More challenging still, less than a quarter of respondents strongly agreed that senior management would sacrifice time to market to make sure there is sufficient time to assess and repair software security vulnerabilities.
Chris Wysopal, CTO for the Veracode portfolio of security testing tools CA Technologies acquired last year, said the survey results make it clear many organizations are still wrestling with the concept of DevSecOps. Many of them may be far along the path to building a culture around DevOps, but more often than not, security teams haven’t been included in those processes, says Wysopal.
Because security teams are not included, many organizations wind up incurring substantial costs by having to address a much broader number of security updates to applications running in production environments. Organizations that have shifted security to the left as part of more comprehensive approach to DevSecOps discover and eliminate many more security issues during the development process.
Wysopal said the survey bears out those conclusions. The survey finds the top 34 percent of respondents who report their organizations have been able to fully integrate security into their software development life cycles view security as an enabler of new business opportunities. These organizations typically exhibited 50 percent higher profit growth and 40 percent higher revenue growth. They are also 2.6 times more likely to have security testing keep up with frequent application updates. Wysopal conceded there’s no direct correlation between better security and better overall corporate performance. But at the very least, the results indicate that organizations that invest more time in DevSecOps are not adversely impacting financial performance.
Organizations that embrace DevSecOps not only ship higher-quality software that reduces total cost of application ownership, they also typically are in a much better position to absorb the application update impact of unexpected security events such as Spectre and Meltdown flaws being discovered in processors. Because of the need to patch these flaws, most application update processes are now being stressed across the entire IT industry.
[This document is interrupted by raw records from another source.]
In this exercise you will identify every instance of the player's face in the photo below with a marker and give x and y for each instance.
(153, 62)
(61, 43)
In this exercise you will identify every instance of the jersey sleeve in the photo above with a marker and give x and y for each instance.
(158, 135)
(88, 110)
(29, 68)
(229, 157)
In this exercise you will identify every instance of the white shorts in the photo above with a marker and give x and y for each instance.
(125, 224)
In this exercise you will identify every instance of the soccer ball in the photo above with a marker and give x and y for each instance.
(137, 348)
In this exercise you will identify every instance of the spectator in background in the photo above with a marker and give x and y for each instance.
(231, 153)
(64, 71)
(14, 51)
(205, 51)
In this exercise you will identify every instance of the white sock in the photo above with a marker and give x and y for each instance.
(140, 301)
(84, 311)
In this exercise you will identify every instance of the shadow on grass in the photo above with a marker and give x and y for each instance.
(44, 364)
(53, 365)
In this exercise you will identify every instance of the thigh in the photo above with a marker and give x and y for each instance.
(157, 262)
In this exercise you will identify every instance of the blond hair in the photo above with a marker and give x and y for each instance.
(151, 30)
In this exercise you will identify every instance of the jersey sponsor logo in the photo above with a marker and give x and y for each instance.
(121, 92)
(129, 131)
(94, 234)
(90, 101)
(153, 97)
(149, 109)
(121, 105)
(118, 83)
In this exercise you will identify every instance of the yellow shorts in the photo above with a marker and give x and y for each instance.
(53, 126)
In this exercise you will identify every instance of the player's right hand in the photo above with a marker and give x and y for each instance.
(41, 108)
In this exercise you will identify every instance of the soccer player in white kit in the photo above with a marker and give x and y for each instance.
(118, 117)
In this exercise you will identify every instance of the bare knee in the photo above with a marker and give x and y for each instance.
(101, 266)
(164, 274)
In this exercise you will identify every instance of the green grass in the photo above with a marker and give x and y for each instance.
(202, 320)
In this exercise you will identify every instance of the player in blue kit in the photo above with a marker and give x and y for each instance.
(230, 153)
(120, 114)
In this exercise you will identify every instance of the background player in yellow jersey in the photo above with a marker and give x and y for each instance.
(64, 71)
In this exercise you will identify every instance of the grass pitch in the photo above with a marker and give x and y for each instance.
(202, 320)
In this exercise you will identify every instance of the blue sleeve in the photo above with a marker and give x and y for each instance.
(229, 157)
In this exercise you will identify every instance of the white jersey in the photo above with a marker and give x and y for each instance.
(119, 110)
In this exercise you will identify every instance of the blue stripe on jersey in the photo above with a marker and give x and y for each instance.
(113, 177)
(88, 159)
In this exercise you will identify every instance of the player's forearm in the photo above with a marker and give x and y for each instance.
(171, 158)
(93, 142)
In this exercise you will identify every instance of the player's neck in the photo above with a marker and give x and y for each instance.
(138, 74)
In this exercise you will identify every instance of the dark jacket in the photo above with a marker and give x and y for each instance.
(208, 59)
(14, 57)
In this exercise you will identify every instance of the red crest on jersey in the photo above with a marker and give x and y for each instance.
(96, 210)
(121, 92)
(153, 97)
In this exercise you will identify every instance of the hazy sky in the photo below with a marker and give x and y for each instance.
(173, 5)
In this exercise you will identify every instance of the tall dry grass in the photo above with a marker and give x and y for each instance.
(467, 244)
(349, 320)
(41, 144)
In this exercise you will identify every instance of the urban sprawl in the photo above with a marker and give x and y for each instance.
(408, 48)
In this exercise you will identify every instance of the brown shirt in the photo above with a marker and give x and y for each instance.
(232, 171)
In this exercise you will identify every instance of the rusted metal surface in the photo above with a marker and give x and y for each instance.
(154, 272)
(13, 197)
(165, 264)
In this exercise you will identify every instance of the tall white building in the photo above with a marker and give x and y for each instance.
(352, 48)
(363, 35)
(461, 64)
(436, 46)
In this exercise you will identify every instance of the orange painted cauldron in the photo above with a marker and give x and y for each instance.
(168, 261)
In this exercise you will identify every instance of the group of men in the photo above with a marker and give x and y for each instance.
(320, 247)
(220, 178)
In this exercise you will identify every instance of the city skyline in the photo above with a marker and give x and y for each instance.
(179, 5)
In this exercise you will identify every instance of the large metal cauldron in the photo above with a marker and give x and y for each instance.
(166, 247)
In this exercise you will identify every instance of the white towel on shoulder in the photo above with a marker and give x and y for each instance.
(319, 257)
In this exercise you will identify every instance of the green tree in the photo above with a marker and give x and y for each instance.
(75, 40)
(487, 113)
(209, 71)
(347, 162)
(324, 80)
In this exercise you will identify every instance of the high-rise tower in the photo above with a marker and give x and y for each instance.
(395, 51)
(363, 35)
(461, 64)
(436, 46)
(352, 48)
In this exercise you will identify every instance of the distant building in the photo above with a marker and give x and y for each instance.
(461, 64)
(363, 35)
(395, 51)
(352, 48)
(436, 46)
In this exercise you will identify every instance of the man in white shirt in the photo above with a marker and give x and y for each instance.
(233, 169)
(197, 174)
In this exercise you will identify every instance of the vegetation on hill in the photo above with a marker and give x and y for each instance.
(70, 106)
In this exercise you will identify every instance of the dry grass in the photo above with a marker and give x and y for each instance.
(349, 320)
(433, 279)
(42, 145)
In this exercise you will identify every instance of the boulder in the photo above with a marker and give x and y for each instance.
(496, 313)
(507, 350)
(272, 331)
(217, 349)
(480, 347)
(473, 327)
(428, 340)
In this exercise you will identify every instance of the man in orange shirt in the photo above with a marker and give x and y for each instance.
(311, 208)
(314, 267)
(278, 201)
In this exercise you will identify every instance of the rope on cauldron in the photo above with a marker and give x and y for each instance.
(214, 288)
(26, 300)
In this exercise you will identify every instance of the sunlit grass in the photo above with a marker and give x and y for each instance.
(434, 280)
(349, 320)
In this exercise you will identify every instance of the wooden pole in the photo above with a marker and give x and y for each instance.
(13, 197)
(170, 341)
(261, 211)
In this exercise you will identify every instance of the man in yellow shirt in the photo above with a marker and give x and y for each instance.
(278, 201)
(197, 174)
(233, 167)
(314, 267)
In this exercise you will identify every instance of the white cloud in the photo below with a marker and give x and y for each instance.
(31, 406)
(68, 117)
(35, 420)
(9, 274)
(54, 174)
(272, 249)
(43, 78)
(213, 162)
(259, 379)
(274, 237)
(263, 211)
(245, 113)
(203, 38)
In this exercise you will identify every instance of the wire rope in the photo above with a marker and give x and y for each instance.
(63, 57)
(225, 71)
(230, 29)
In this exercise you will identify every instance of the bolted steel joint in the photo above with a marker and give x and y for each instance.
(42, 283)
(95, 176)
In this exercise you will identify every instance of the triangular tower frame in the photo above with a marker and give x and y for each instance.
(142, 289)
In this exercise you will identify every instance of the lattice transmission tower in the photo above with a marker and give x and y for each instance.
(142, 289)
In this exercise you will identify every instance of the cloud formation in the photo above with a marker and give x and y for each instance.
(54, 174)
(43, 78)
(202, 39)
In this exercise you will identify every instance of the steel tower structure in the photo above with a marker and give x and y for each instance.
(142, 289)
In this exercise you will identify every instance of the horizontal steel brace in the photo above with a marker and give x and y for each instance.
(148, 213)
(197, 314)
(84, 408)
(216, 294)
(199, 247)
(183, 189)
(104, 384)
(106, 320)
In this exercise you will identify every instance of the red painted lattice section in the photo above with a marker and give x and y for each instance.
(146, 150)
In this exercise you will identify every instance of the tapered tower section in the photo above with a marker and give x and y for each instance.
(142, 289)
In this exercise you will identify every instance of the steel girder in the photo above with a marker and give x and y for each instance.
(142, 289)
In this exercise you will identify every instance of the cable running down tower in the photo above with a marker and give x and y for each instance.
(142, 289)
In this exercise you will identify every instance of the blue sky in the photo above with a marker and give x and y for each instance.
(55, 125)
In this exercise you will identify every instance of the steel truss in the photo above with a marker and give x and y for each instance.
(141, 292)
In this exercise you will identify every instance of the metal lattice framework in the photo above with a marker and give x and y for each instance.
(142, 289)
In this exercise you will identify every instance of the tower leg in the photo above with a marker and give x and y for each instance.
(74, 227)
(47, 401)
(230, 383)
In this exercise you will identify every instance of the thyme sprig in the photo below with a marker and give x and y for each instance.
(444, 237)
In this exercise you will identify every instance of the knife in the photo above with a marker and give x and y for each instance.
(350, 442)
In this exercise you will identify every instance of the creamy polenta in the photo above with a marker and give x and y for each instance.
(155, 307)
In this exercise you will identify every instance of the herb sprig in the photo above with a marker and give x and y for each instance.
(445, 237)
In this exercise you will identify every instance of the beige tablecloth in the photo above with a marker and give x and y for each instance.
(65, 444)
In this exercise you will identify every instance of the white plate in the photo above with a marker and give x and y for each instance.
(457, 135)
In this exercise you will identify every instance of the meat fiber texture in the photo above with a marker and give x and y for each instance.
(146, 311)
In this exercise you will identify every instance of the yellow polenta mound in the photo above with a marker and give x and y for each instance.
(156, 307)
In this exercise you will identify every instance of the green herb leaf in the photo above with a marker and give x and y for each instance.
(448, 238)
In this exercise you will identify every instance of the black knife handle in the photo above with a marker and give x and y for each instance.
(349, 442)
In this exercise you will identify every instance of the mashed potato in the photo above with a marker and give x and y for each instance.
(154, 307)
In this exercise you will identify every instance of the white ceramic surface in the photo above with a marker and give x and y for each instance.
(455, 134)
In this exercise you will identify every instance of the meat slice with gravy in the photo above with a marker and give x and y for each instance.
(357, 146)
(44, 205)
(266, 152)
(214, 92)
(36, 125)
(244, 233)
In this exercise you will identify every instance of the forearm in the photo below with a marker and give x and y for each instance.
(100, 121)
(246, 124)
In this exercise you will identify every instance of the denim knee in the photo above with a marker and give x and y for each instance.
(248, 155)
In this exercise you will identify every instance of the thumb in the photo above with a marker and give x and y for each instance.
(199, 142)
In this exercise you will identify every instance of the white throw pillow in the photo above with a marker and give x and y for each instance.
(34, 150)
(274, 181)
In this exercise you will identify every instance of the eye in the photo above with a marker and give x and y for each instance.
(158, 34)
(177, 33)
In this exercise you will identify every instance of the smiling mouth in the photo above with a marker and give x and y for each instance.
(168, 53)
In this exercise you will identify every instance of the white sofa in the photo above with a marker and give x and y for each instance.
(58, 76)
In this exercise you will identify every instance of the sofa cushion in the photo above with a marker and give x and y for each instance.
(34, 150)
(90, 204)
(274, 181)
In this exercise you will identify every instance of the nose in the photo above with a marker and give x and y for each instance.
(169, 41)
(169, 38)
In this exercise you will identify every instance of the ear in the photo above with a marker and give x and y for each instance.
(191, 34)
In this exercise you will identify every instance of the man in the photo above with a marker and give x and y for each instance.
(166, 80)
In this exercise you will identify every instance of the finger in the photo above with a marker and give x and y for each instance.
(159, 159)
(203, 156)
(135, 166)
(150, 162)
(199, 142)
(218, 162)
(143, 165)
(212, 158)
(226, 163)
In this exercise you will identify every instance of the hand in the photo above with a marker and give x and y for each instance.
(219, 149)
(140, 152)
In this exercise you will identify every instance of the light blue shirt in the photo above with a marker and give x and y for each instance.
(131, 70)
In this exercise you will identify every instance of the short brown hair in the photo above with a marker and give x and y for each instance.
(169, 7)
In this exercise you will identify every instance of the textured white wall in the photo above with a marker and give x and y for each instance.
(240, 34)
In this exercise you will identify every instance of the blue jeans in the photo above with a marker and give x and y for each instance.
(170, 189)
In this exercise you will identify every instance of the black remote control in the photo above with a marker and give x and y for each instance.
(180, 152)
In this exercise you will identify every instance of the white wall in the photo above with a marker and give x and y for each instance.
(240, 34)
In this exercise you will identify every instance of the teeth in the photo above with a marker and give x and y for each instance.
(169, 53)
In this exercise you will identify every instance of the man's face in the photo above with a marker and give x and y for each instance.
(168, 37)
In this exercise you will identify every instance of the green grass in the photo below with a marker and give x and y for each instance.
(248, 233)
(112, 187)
It remains to be seen what impact the need to quickly address these flaws will have on adoption of DevSecOps. Wysopal noted the old way of addressing security issues during a waterfall-based approach to application development simply don’t work in the age of agile development. IT security teams now need to work hand in glove with application developers. The challenge now, Wysopal said, is getting the leaders of those organizations to come to terms with the impact that change may have on the pace at which software is developed. But given the critical role software now plays in critical business processes, organizations soon will come to appreciate the need to better balance the speed of application development speed against all the potential risks involved.